チキンジョージの新しい姿は、オヤジバンドまでも包み込む

 今年の5月に3度目のリニューアルとなったチキンジョージだが、席数は以前より少ない約150席。座ってゆっくりと聴けるステージだ。
「やっぱり自分らも、僕は今48歳ですけど、オールスタンディングで見ていたらしんどいんですよ(笑)。誰にも邪魔されず、ビールを美味しく飲みながら、座ってゆっくり見たいんですよ」
 以前はキャパ800席だったのが、150席にしたところに児島さんの今後のチキンジョージに対する考えが集約されている。
「前の800席って、今の流行っているロックバンドでオールスタンディングになって悪くはないんですが、逆に僕らがオープンしたときから、ずっとお付き合いしてくれているベテランミュージシャンだと、空間的にもしんどいところもある」

 チキンジョージは今年で28年目を迎えた。

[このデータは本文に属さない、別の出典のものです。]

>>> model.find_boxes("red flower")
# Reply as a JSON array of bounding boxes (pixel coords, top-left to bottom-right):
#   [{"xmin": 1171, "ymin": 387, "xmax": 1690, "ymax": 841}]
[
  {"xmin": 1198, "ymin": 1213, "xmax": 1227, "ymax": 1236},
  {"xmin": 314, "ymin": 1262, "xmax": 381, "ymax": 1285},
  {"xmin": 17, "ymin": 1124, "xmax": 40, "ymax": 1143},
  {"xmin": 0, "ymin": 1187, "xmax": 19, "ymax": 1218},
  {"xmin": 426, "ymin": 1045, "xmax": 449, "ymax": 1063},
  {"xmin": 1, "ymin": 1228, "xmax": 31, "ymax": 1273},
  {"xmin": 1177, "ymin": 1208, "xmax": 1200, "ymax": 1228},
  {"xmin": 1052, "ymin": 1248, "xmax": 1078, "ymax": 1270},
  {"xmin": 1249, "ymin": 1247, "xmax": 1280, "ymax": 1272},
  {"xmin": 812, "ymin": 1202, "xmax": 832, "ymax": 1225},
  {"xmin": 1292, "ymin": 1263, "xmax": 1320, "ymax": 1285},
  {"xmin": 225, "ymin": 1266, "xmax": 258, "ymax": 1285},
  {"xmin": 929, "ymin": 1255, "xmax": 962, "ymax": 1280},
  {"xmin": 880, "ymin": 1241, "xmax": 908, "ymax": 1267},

児島さんは、70年代から活動している骨太で濃いロックミュージシャンたちが好きだという。
「どこか不良のイメージが残りタフで底力のあるベテランミュージシャンをメインに、集客力のあまりない若いアーティストにも門戸を広げ、そして若い頃にロックに夢中になったオヤジ世代にも使って欲しい。まだいろいろと模索しているけど、こういったことを考えると、150席ぐらいが丁度いいかなってね」

 児島さんはアーティストのブッキングの他に月に1度ほど予定している中高年のアマチュアバンド(オヤジバンド)のライブを楽しみながら企画している。オヤジバンドは増え続けているのだ。
「楽しいですよ。もともとチキンには、社会人バンドは結構いたんです。今でもイーグルスのコピーバンドをやってたり、これがウマいんですよ。それから今、ハッピーリタイアした人たちがマーチンとかギブソンとか買って、家でゴソゴソ弾いているうちにインターネットで仲間を集めてね、バンドやる人増えてますよね」
 ステージに立つオヤジバンドの面々、客席では奥様や子どもたち、友人たちが見守る。誰もが、楽しそうなひとときだ。
「この同じ場所で、今回で4回目のオープンになるんだけど、やっぱりライブハウスって時代を映していくビジネスやと思うんですよ。でも、シリアスに考えてしまうと何か行き詰まってしまう部分もあるし。結局自分ら、このお店に携わっていて、やっぱりおもしろいもん観たいじゃないですか。そういうのってお客さんにも伝わっていくと思うんですよ」

 今回は児島さんからのご馳走によりラガーを飲みながらの取材だった。マスターはすっかりいい気分だったのだが、それは児島さんもまたどこか、不良のイメージが残り、タフで底力があるからだであり、そんな人の話はやはりおもしろいのであった。